FB thread this morning, with pictures of the Outback shelf over the passenger window fallen off the wall.
Hard to tell what failed here: the wooden "bracket" or one of the screws. The question becomes: how are these shelves attached to the side walls of the trailer.
I wound up reading through the "Grab Handle" thread that has much discussion of the construction of the side walls, how the door is attached, and how the outside grab bar is attached.
During that discussion, an owner
@Bill@ndRox managed to wangle a schematic of the side walls from NuCamp. The conversation focused a bit on "EGS", which is apparently a thin aluminum "framing" material around the door, and..maybe...the window. (Something has to hold the window frame in place). There is one quick mention of the shelf over the window, but the question was not answered.
This is one of the schematics from that comment. There does seem to be "something" framing the window. Would this be the same sort of framing found around the door where the outside grab handle was mentioned? Does the shelf attach to the side wall the same basic way the outdoor grab handle is attached?
2017 Outback
Towed by 2014 Touareg TDi
Comments
For example:
TV: '17 Colorado V6 Z71 4x4, Tow Package, GM Brake Controller
Adventures: 54 Nights: 341 Towing Miles 43,780
This is one of the better forums for useful information, active members, and detailed discussions.
TV: '17 Colorado V6 Z71 4x4, Tow Package, GM Brake Controller
Adventures: 54 Nights: 341 Towing Miles 43,780
Is the vertical board under your failed shelf just for photo purposes or was it part of the construction? Was the failed board horizontal or vertical? I assume horizontal- can you help us correlate the screw in wall above the ply ledger strip to its location on the maple shelf or other piece, and the screw hole below the ledger strip to its partner?
One hopes these locations correspond with the EGS strip.
In the first photo: was the raw plywood ledger strip visible or hidden? 5-ply is not cabinet grade and is weaker than 9 to 13 ply baltic birch which they should be using for anything in the Tab. They may have screwed the ledger in place from the outside face of the EGS (likely 22 to 28 ga thin galvy sheetmetal strip).

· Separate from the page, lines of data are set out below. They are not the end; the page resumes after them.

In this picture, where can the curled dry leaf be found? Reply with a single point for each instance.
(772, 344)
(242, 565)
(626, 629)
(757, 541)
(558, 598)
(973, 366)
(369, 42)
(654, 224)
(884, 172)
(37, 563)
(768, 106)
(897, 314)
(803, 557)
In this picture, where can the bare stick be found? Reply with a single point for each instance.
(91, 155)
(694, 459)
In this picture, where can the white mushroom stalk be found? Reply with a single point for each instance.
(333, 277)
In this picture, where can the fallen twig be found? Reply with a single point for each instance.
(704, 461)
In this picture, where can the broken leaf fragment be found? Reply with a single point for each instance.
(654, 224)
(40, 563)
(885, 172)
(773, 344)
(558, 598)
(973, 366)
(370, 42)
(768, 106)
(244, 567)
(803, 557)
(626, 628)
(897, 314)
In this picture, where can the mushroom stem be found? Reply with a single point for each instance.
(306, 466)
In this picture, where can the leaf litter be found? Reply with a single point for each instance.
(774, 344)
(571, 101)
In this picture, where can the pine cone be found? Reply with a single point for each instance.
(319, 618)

In the second photo: looks like solid maple or pine shelf which they pocket screwed to either the ply ledger strip or through the the composite wall hopefully into the EGS strip. Two issues:
a. they undoubtedly overdrove the pocket screw and split out the shelf during installation, which later split further and failed.

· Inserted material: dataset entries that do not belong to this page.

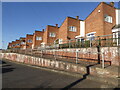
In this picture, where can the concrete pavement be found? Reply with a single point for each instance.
(22, 76)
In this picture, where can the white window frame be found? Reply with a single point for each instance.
(29, 41)
(51, 34)
(72, 28)
(91, 36)
(22, 43)
(108, 18)
(38, 38)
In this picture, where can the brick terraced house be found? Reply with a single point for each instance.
(22, 43)
(29, 41)
(50, 35)
(103, 20)
(69, 29)
(37, 39)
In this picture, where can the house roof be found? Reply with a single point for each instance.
(116, 26)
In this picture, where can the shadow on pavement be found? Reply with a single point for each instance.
(78, 81)
(6, 67)
(5, 70)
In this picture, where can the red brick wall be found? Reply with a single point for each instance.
(109, 10)
(37, 43)
(29, 37)
(76, 23)
(95, 21)
(22, 46)
(47, 39)
(64, 29)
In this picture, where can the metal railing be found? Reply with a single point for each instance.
(101, 41)
(54, 54)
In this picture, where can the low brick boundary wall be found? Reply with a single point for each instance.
(111, 54)
(60, 65)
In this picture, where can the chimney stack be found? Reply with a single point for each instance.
(56, 25)
(112, 4)
(77, 17)
(43, 30)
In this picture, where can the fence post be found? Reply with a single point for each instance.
(76, 56)
(41, 53)
(103, 61)
(54, 54)
(69, 43)
(90, 42)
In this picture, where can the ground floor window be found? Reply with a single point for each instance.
(91, 36)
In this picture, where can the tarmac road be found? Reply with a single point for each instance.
(21, 76)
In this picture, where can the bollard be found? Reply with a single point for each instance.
(54, 54)
(103, 61)
(77, 56)
(41, 53)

b. The black screw sticking out the shelf looks like a coarse thread drywall screw and could be used into the weak ply edge but is incorrect to hold in the sheetmetal. Any drywall screw in sheetmetal has too coarse and thread and will cam out with vibration or torque.

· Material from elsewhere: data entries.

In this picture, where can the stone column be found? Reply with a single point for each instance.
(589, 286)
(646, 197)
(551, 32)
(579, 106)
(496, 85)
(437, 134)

Dadoing the solid shelf to receive the ledger, and screwing up through the face would have been a stronger connection than end grain. Brackets, dowels, t nuts, or other methods would have made a stronger connection.
In our 2021 Boondoggle we see many failures of cabinet joinery which required fixes. Blowouts and widespread veneer damage from lack of predrilling, blowouts and stripping of overdriven fasteners, stripping of square drive heads by using 100% improper Phillips bits, and more are rampant misconstruction errors.